Miklos Szeredi wrote:
>> These change still have the undesirable property that although the
>> modified pages may be flushed to stable storage, the metadata on
>> the file will not be updated until the application takes positive
>> action.  This is permissible given the current wording in the
>> specifications, but it would be much more desirable if sync(2),
>> fsync(P), or the inode being written out due to normal system
>> activity would also cause the metadata to be updated.
>>
>> Perhaps the setting of the flag could be checked in some places
>> like __sync_single_inode() and do_fsync()?
>>     
>
> I don't see the point in updating the timestamp from these functions.
>
> The file isn't _modified_ by sync() or fsync().  Just as it's not
> modified by stat().
>
> sync() and fsync() do cache->disk, while the file itself stays the
> same.
>
> OTOH msync(MS_ASYNC) does memory->file, which is a conceptually file
> modifying operation.  OK, msync(MS_ASYNC) is actually a no-op on
> 2.6.18+, but that's purely an implementation detail and no application
> should be relying on it.
>
> Before 2.6.18 sync() or fsync() acually didn't flush data written
> through a shared mapping to disk, only msync(MS_SYNC), because the
> dirty state was only available in the page tables, not in the page or
> the inode.

While these entry points do not actually modify the file itself,
as was pointed out, they are handy points at which the kernel gains
control and could actually notice that the contents of the file are
no longer the same as they were, ie. modified.

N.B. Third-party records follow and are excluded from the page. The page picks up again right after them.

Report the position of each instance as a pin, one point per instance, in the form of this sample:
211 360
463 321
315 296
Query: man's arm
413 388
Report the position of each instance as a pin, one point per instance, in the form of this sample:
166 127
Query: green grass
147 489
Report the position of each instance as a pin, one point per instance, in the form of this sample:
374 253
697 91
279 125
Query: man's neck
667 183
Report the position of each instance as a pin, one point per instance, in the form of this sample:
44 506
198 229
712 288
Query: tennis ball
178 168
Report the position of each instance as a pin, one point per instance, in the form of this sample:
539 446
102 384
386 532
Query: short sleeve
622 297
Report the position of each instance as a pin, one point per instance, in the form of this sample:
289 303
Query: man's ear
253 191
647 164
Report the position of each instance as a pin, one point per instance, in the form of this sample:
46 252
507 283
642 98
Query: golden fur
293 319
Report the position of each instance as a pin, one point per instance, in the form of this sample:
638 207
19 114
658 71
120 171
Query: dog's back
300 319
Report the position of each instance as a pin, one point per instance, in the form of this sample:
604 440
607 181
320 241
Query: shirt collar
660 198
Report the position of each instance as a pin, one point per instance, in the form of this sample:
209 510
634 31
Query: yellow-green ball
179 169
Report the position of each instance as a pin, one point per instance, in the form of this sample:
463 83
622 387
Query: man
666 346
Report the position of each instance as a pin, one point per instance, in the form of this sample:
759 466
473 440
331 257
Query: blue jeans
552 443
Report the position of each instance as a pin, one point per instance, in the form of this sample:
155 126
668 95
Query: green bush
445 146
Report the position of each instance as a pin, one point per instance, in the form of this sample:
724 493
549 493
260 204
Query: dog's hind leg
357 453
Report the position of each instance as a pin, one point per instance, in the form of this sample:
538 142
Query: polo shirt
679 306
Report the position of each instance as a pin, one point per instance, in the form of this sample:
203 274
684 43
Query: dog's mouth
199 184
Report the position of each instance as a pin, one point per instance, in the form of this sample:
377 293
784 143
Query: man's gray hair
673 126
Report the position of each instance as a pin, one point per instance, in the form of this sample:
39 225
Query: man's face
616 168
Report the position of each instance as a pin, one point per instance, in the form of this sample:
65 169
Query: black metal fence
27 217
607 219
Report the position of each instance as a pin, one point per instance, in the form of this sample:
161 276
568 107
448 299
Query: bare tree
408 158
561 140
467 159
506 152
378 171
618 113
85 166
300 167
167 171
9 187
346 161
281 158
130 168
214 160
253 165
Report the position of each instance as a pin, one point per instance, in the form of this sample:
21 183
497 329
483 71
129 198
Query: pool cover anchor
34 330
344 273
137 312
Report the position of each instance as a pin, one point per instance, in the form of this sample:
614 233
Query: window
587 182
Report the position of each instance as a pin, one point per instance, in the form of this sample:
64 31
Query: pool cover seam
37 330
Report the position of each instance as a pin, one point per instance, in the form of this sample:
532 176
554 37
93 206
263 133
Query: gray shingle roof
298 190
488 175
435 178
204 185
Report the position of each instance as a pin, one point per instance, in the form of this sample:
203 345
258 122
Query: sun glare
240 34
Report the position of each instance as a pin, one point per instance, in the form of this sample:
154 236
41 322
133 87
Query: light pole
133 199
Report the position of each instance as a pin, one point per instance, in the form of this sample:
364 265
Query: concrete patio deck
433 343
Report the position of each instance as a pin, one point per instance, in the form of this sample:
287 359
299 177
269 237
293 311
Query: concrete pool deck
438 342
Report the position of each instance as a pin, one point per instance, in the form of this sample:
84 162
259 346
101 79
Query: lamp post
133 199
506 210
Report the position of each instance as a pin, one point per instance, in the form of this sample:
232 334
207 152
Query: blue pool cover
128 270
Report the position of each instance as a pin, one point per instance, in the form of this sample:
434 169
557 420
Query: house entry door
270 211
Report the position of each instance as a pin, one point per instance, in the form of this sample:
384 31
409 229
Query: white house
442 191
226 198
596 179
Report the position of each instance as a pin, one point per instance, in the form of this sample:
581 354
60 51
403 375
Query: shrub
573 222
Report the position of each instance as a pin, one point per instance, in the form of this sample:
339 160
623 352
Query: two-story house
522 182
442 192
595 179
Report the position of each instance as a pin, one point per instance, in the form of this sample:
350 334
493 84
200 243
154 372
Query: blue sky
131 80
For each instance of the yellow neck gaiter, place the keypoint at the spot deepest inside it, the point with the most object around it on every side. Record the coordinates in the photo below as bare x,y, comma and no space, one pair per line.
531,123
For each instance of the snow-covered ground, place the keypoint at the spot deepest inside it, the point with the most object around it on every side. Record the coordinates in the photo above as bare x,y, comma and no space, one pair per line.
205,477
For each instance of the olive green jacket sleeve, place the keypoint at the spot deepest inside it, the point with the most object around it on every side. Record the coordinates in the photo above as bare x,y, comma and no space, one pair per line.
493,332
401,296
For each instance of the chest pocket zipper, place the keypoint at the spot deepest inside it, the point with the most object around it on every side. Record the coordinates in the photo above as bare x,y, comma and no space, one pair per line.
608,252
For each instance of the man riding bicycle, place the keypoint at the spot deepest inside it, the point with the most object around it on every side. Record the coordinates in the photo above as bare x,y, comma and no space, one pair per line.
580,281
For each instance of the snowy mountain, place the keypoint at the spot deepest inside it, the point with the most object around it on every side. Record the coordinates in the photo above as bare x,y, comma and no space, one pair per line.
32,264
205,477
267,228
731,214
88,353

 From the operating system viewpoint, this is where the semantics of
modification to file contents via mmap differs from the semantics of
modification to file contents via write(2).

It is desirable for the file times to be updated as quickly as
possible after the actual modification has occurred.  However, this
can only happen when the kernel has a chance to gain control and
either look or notice that a page has been modified.

---

A better design for all of this would be to update the file times
and mark the inode as needing to be written out when a page fault
is taken for a page which either does not exist or needs to be made
writable and that page is part of an appropriate style mapping.